Senator Coburn & Earmarks

George Will writes about Senator Coburn and earmarks. Here is one exerpt:
"When Coburn disparaged an earmark for Seattle -- $500,000 for a sculpture garden -- Sen. Patty Murray (D-Wash.) was scandalized: 'We are not going to watch the senator pick out one project and make it into a whipping boy.' She invoked the code of comity: 'I hope we do not go down the road deciding we know better than home state senators about the merits of the projects they bring to us.' And she warned of Armageddon: 'I tell my colleagues, if we start cutting funding for individual projects, your project may be next.' But Coburn, who does not do earmarks, thinks Armageddon sounds like fun."
I've asked this question before, and I'm sure I will want to ask it again: Which Article 1, Section 8 enumerated power of Congress says Congress has the power to spend money on a sculpture garden in Seattle?

And, then there's this:
"Coburn is the most dangerous creature that can come to the Senate, someone simply uninterested in being popular.
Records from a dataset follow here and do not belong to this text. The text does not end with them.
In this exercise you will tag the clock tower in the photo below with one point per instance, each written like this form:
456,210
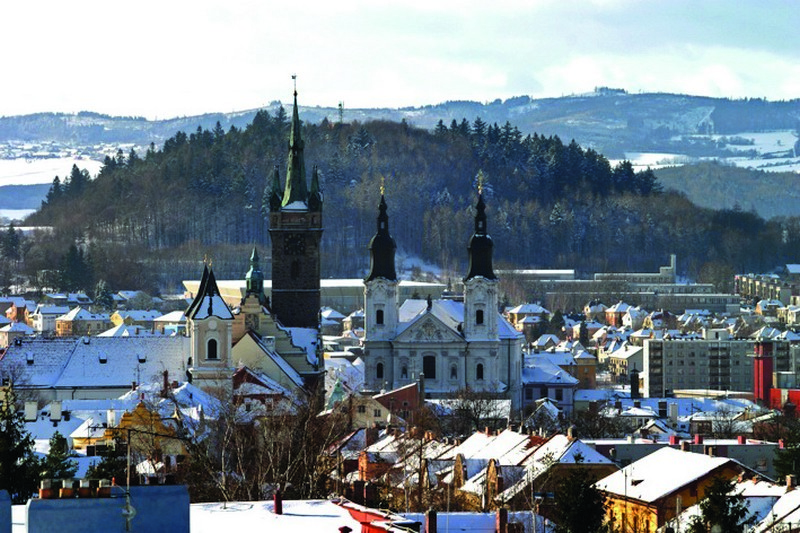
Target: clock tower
295,228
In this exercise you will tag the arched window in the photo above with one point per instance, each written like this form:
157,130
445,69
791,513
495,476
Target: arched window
429,366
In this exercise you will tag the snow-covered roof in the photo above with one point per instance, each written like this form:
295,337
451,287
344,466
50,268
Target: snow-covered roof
125,331
660,473
541,370
528,309
79,313
305,338
17,327
173,317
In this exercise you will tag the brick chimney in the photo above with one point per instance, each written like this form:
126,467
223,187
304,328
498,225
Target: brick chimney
430,521
501,522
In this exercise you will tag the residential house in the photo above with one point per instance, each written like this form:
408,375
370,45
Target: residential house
43,318
644,495
79,321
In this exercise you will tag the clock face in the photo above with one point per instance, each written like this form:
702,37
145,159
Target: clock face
294,244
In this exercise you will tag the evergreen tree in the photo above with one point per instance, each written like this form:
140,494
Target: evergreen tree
59,464
102,296
19,467
113,465
579,506
10,244
721,507
75,272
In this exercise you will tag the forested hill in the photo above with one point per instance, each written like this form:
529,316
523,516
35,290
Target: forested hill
610,120
550,204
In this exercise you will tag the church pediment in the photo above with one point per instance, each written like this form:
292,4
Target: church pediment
428,328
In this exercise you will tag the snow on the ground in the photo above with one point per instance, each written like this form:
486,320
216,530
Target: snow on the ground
32,171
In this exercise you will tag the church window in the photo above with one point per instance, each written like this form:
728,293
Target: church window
429,366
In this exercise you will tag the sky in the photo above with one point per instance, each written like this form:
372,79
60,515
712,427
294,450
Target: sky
168,58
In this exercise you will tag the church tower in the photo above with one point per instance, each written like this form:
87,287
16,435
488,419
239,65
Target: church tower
295,228
380,285
210,324
480,284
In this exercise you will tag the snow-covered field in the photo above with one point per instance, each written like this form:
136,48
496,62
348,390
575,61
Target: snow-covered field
769,146
33,171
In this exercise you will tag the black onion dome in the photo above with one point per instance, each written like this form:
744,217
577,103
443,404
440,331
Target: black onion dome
382,248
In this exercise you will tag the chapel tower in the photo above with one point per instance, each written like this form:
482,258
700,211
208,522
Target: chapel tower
380,285
480,284
295,228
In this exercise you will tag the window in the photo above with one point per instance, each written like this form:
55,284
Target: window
429,366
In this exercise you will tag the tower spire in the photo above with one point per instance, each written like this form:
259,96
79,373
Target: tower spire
480,244
295,190
254,279
382,246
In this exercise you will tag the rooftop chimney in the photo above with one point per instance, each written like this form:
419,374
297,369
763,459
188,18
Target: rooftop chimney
502,520
430,521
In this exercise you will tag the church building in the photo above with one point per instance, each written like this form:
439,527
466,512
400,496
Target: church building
454,345
277,339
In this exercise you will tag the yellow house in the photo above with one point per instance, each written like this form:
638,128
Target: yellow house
79,321
644,495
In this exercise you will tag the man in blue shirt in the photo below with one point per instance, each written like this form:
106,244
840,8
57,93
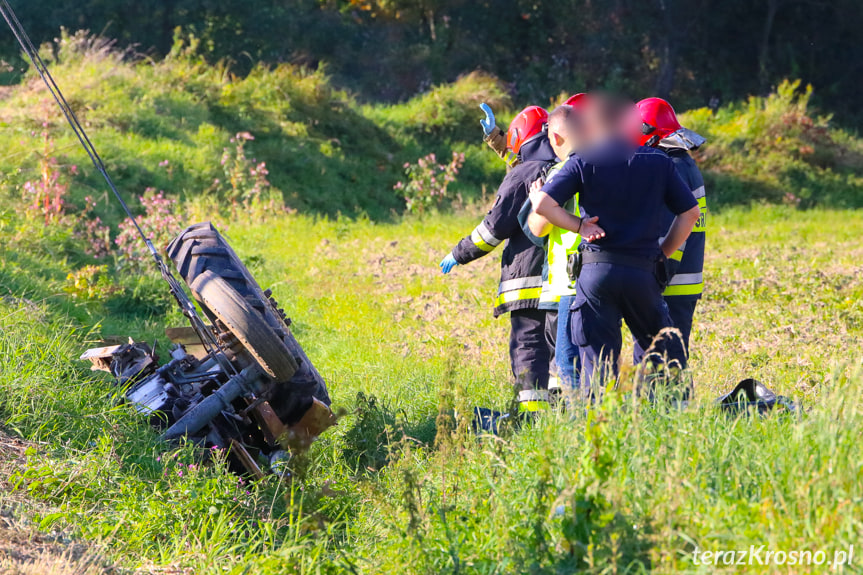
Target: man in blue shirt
623,193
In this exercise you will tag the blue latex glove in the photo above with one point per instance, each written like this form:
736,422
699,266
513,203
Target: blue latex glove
447,264
488,122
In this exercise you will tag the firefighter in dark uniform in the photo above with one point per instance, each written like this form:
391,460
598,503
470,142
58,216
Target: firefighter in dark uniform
623,193
521,265
662,130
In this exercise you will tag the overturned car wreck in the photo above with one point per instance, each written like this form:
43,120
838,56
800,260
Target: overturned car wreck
240,381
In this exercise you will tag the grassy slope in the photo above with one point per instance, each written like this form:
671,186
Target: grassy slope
387,491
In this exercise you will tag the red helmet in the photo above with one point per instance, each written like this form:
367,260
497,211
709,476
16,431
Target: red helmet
529,124
658,120
576,100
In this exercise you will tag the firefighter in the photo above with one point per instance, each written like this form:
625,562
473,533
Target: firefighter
661,129
623,192
558,289
521,264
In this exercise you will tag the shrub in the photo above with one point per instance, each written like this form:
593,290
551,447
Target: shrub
90,283
428,182
776,149
160,222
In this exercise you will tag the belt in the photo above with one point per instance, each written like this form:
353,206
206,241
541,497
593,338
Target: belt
642,263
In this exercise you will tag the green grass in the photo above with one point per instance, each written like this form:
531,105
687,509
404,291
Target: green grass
401,487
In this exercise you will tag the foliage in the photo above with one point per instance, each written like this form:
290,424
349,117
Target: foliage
451,110
428,182
90,283
46,196
775,148
394,488
160,222
395,49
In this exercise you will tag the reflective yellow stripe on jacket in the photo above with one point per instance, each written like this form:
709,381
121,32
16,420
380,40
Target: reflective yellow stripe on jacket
518,289
685,284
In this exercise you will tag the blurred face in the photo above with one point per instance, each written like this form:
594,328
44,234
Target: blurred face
565,135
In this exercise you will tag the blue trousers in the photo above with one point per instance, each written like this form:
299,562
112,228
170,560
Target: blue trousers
566,352
607,294
682,310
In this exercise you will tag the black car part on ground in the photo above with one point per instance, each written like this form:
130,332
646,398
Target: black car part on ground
751,394
271,403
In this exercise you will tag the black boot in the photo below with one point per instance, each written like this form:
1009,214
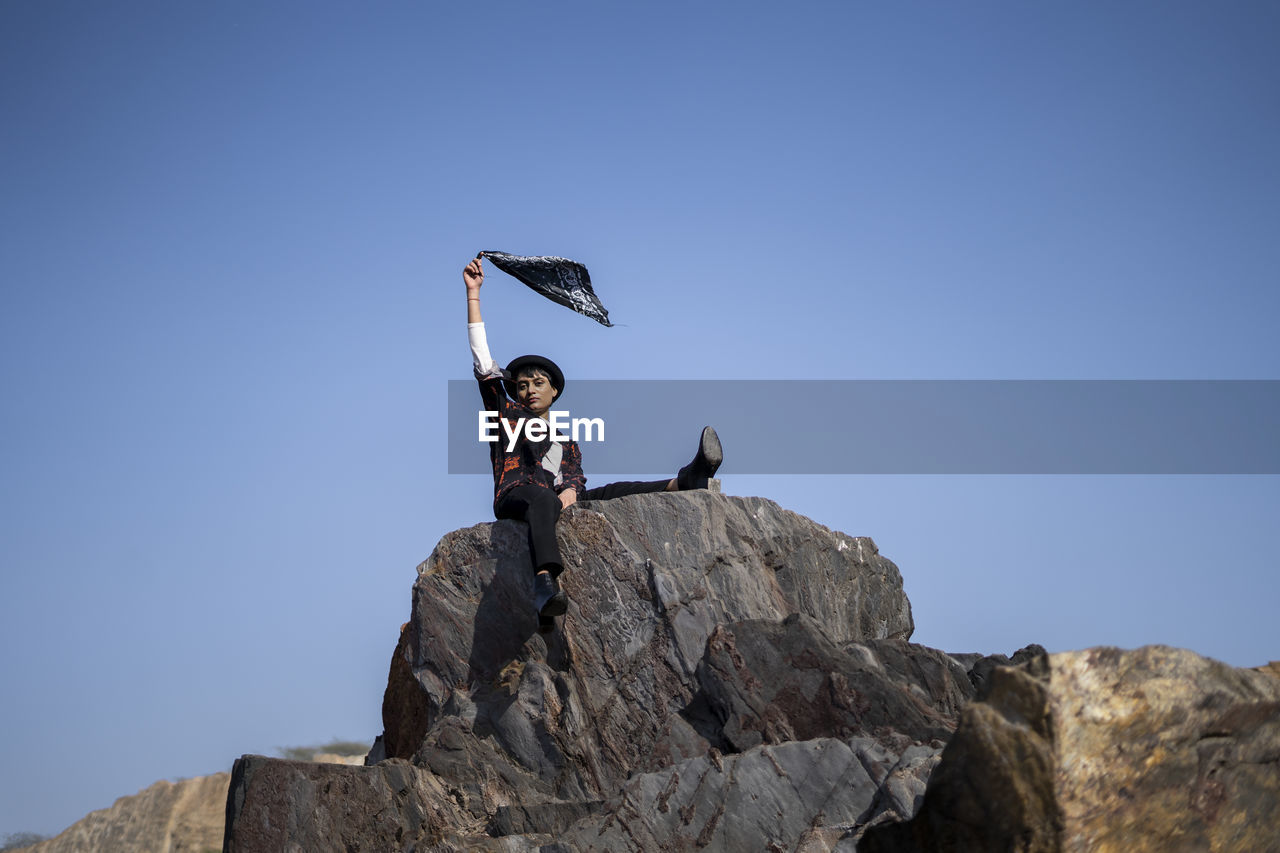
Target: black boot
548,598
704,465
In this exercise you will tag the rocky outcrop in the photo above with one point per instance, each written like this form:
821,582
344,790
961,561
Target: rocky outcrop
1153,749
734,676
726,670
168,817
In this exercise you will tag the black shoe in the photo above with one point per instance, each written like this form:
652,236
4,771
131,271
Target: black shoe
548,598
704,465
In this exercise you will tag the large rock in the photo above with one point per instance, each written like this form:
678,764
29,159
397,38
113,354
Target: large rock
168,817
1153,749
649,579
718,655
305,807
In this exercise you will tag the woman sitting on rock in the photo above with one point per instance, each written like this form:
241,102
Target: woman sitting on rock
534,480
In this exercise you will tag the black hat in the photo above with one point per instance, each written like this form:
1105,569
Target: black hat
542,363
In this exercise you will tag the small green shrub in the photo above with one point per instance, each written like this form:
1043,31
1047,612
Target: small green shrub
334,747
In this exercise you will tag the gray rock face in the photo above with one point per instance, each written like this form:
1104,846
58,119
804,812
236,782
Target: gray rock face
728,675
1152,749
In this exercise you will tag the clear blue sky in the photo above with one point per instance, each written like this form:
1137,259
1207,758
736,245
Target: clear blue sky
231,250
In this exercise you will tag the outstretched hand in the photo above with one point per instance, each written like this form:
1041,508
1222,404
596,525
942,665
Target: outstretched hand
474,276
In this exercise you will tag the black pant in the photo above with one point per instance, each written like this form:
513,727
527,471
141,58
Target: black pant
539,507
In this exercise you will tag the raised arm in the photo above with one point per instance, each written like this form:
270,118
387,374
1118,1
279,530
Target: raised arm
474,277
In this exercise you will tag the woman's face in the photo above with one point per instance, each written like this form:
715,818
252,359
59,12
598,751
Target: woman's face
534,388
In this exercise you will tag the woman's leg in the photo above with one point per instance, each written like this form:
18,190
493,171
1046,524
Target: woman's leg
627,487
539,507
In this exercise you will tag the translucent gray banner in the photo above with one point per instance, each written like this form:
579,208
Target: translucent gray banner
912,427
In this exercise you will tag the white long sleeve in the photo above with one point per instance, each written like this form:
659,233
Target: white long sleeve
480,357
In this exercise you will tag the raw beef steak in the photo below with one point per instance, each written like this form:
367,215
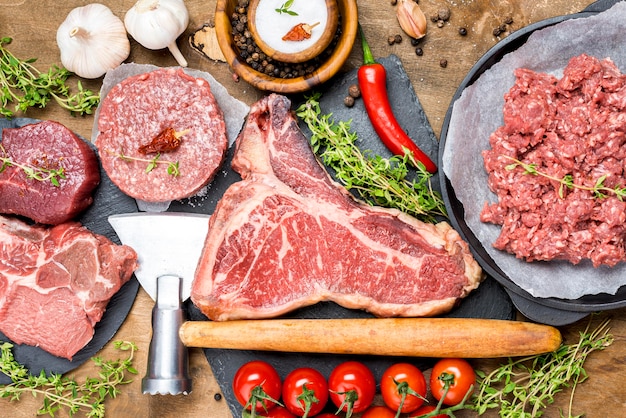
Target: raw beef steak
288,236
55,283
145,107
46,145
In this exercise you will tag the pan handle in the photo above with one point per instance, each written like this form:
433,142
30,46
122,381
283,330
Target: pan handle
168,358
544,314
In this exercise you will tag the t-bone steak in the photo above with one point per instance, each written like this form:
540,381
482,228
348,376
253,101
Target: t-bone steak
145,107
46,147
55,283
288,236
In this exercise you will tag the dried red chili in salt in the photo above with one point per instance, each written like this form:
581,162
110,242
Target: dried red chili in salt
167,140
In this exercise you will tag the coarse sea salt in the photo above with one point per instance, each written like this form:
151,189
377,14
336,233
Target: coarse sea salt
272,25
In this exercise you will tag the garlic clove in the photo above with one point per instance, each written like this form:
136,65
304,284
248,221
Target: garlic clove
92,40
156,24
411,18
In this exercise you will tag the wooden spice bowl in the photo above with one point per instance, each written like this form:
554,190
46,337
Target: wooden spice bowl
349,24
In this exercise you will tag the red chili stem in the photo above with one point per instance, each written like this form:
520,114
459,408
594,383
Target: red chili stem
372,78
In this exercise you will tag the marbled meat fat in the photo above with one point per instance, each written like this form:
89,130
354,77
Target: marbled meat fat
288,236
55,283
567,130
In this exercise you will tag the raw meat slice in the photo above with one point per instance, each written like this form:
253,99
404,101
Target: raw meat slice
139,109
288,236
55,283
47,145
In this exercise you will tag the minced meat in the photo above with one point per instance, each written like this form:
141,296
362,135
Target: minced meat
568,131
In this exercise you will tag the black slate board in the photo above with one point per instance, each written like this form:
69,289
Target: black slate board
108,199
488,301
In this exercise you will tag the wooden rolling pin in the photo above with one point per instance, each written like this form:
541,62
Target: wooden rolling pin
418,337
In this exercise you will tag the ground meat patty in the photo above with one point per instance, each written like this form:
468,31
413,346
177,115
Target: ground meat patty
570,129
142,107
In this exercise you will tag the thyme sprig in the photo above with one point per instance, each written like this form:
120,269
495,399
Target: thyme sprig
286,8
173,168
599,190
25,86
61,392
377,180
38,173
523,387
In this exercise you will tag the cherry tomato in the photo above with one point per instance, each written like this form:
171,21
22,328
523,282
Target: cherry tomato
403,387
352,387
378,411
455,372
277,412
305,392
426,409
257,383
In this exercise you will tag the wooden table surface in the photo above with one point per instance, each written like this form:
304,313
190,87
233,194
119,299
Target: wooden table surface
33,25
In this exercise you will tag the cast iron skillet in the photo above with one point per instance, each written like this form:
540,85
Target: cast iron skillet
553,311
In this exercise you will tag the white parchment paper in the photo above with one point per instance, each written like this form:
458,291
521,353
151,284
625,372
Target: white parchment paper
478,113
235,111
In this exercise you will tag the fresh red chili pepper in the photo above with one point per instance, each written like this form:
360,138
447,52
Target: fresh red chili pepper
373,84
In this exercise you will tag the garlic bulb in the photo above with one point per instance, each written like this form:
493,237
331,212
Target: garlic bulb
92,40
156,24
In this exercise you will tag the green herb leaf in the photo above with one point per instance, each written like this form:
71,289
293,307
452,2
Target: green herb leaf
38,173
24,86
61,392
599,190
285,8
153,163
524,387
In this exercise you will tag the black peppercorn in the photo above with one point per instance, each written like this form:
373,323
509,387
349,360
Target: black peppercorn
256,59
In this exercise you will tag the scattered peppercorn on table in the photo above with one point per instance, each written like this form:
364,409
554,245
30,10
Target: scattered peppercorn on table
436,66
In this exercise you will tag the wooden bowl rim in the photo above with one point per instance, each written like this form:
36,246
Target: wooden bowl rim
349,23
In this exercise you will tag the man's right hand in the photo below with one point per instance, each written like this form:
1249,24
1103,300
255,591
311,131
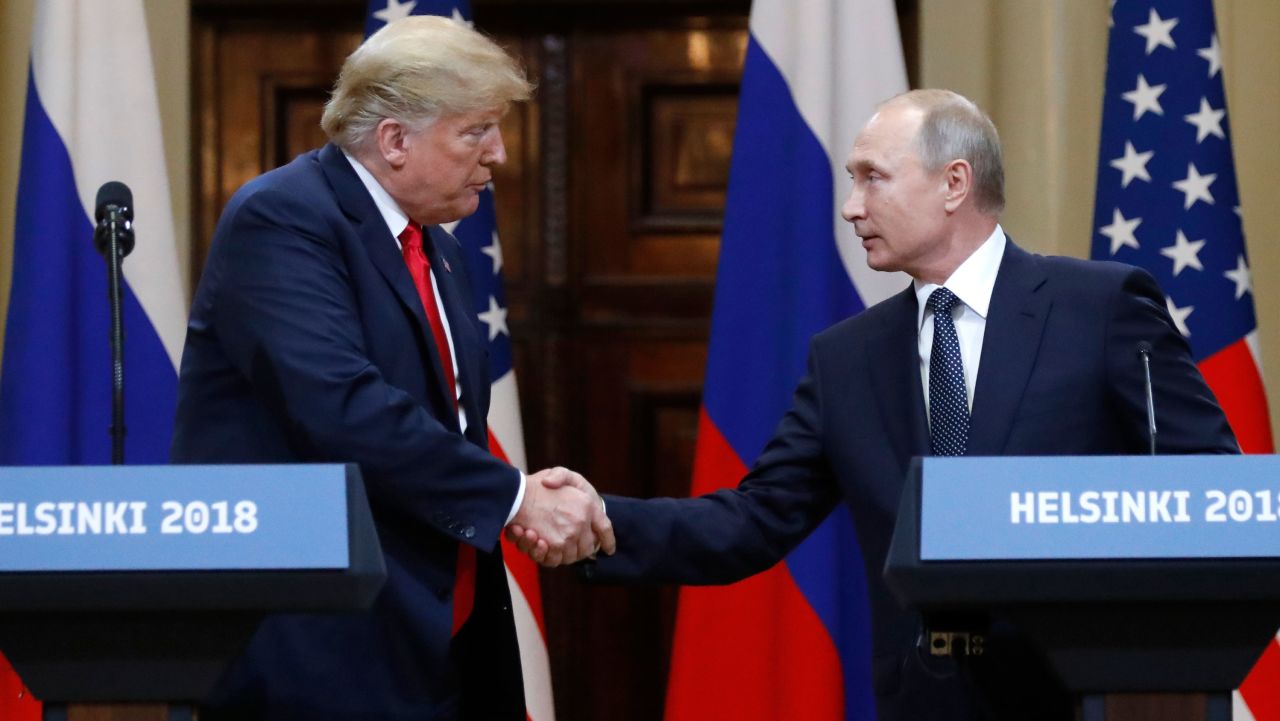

When House Speaker Dennis Hastert defends earmarks -- spending dictated by individual legislators for specific projects -- by saying that a member of Congress knows best where a stoplight ought to be placed, Coburn, in an act of lese-majeste, responds: Members of Congress are the least qualified to make such judgments."
If members of Congress ever read Article I of our Constitution, why would they even think they should be paying for stoplights?